The functional set designed by Kelley James Tighe toggles between a couple’s humble apartment, the night club’s “hellscape” utility closet/dressing room, and the club’s stage dominating the center. Above all hangs an enlarged, vintage style postcard, labelled “Panama Beach, FLA”—announcing an unlikely place for a life-altering drag show.
Casey (versatile Joe Ayers) is a failing Elvis impersonator who just spent the rent check on a flashy new jumpsuit. His wife Jo (lovely Sundiata Ayninde) announces that both a baby and an eviction are on the way. Casey reacts less than seriously. Ayers gives us an inkling here of Casey’s slow discovery of more mature traits. But as he develops his own drag persona, he surprisingly becomes a new man.
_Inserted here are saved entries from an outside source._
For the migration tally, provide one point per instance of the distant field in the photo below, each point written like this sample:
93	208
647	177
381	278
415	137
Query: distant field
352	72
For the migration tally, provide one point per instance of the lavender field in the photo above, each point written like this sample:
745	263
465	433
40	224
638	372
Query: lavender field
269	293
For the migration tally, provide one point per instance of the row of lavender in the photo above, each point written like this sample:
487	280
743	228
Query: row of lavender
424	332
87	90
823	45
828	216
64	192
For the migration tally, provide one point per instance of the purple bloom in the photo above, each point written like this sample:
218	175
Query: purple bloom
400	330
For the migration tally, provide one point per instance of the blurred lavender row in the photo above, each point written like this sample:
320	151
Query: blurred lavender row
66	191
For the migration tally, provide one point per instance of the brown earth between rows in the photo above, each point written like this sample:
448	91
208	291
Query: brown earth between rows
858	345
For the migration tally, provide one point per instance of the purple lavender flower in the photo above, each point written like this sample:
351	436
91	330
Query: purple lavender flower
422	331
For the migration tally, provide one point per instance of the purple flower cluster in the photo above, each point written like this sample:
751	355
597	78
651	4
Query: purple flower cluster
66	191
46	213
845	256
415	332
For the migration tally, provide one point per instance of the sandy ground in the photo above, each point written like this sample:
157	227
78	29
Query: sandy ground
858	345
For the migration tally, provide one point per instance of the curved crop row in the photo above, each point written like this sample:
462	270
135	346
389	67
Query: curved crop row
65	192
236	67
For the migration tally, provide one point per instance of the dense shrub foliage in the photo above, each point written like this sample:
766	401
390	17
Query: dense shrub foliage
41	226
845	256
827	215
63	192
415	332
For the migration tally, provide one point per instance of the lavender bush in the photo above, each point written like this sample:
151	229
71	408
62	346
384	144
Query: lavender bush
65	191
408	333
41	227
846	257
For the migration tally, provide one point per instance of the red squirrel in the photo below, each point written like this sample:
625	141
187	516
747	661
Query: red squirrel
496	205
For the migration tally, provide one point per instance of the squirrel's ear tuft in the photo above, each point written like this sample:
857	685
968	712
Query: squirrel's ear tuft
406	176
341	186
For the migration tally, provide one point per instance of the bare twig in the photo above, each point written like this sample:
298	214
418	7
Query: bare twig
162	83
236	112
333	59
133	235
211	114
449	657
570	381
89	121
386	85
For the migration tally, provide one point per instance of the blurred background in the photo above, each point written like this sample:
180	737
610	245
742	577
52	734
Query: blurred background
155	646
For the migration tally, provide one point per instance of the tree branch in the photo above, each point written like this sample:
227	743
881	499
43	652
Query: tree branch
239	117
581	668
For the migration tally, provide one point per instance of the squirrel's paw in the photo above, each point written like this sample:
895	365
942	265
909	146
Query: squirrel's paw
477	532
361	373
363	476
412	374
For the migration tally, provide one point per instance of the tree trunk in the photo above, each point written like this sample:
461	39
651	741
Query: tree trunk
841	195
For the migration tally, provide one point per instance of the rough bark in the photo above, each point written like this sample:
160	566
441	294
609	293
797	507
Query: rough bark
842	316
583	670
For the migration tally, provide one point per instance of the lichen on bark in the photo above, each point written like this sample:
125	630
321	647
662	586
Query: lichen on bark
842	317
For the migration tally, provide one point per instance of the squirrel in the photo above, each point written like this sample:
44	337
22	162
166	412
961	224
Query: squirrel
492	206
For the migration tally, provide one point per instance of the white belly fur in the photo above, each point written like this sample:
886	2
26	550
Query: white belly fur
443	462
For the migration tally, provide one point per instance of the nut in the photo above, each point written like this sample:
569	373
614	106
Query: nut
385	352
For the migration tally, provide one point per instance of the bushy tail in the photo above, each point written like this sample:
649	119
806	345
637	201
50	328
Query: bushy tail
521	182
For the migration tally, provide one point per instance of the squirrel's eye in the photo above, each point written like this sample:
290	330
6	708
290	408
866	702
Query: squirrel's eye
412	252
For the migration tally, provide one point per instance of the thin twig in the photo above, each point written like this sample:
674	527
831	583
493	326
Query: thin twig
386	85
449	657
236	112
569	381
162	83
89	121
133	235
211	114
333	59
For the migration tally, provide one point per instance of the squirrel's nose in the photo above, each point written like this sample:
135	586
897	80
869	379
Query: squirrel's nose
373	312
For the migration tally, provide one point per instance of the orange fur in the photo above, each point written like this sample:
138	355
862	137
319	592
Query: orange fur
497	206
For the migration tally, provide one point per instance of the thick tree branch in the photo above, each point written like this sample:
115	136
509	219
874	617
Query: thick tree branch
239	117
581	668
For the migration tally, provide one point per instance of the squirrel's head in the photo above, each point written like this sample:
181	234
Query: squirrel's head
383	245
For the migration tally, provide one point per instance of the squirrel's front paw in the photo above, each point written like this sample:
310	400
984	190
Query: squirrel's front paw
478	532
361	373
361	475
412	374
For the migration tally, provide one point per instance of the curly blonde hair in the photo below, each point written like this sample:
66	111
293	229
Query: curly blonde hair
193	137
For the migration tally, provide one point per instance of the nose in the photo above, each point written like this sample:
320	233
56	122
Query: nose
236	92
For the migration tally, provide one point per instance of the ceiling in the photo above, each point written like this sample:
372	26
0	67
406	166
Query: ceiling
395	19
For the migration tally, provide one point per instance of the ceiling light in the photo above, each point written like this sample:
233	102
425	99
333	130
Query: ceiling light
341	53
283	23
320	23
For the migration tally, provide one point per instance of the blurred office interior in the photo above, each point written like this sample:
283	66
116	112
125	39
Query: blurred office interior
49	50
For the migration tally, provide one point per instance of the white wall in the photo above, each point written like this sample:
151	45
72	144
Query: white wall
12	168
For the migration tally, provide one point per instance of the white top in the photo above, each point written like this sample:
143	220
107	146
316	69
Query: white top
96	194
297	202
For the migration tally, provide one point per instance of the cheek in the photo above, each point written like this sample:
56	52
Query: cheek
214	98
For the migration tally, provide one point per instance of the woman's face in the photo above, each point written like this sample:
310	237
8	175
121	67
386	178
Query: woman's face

As Elvis, Casey can only draw a meager audience to the club. So, the club owner Eddy (comedic gem Alan Coyne) plans to replace Casey with a drag show. Coyne and Ayers make great comic music together.
Enter J.A. Valentine—a Bay Area treasure, veteran drag performer, and drag mentor—as Miss Tracy Mills. Her sidekick, the thoroughly intoxicated Rexy is played hilariously by physical comedian Jed Parsario, with fabulous attendant wigs.
It’s a do drag or die moment for straight Casey, who transforms himself into Georgia McBride. He lies to his wife Jo and their beer-swilling landlord Jason (Parsario again). Casey even defends his mentors, the drag performers, while he is embarrassed to admit being one himself.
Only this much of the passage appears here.